As Deborah Hellman points out in her recent article for the NYU Law Review, people are roughly equal in their ability to exercise each of the other modes of participation while they are dramatically and manifestly unequal in their ability to contribute money to candidates or campaigns.” By placing donating to candidates alongside these quintessential democratic rights, the Court intentionally injects a market element into our elections.

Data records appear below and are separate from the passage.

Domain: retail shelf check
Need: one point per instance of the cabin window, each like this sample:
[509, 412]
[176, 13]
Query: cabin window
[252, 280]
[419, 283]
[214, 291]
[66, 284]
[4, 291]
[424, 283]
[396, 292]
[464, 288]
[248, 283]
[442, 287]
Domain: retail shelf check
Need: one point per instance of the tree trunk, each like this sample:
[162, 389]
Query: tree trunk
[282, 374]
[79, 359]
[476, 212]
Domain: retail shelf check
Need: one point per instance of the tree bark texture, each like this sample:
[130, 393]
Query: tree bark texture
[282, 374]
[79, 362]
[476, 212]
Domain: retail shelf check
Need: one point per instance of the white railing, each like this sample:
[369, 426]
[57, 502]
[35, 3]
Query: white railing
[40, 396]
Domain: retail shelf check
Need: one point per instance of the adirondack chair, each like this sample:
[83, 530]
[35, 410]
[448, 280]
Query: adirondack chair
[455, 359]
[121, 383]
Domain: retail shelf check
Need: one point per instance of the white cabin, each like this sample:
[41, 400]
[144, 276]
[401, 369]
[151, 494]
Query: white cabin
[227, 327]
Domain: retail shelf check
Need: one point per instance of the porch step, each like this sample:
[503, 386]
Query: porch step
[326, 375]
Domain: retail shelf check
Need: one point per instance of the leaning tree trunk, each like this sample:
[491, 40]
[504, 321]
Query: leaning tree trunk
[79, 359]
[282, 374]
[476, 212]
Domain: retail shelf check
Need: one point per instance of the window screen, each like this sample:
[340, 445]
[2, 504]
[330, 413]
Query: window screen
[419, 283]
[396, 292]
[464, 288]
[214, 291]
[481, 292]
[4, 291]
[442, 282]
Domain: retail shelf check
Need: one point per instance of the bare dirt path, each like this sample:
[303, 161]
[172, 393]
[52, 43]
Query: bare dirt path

To be sure, many people can donate a very small sum to a candidate to show their support. For those with little money, the symbolism of such a contribution could be great indeed. But candidates most zealously chase (and respond to) large contributions, not small contributions that represent a large percentage of a donor’s wealth. Though the Court recognized in its 1976 Buckley decision that “[t]he quantity of communication by the contributor does not increase perceptibly with the size of his contribution,” the McCutcheon Court dismissed this idea, saying that requiring a donor to give less “penalize[s] that individual for robustly exercising his First Amendment rights.” Worst of all, the McCutcheon Court praised the “ingratiation and access” that such large contributions provide, saying they “embody a central feature of democracy” and “are not corruption.”
As Johanna Kalb and Burt Neuborne explain in their introduction, the Court has set our democracy on a path toward “an unregulated political marketplace.” This marketplace is not the idealized marketplace of ideas, but a marketplace of money. Rather than all individuals having the equal opportunity to influence their elected officials, the wealthy have special democratic privileges that the vast majority of us can’t afford.
Crucially, note that the concern is not that the ideas of the wealthy will be adopted in the end; all individuals, including the wealthy, are entitled to have their views expressed, considered, and potentially adopted. The concern is that because the democratic decision making process is tainted by an improper influence — purchased special access and influence for a select few — constituents can’t be confident that their representatives are acting in their best interests. In fact, in many instances, the big donors aren’t even constituents of the candidates they financially support.
When the purchase of special access and influence becomes a feature of democracy, something has clearly gone awry. Our campaign finance jurisprudence is in dire need of a change. Only by elevating the true basic rights of democracy — running for office, voting, supporting the candidates of one’s choice, and expressing one’s views — above the ability to buy access and influence to candidates can we ensure a place in our democracy for all citizens.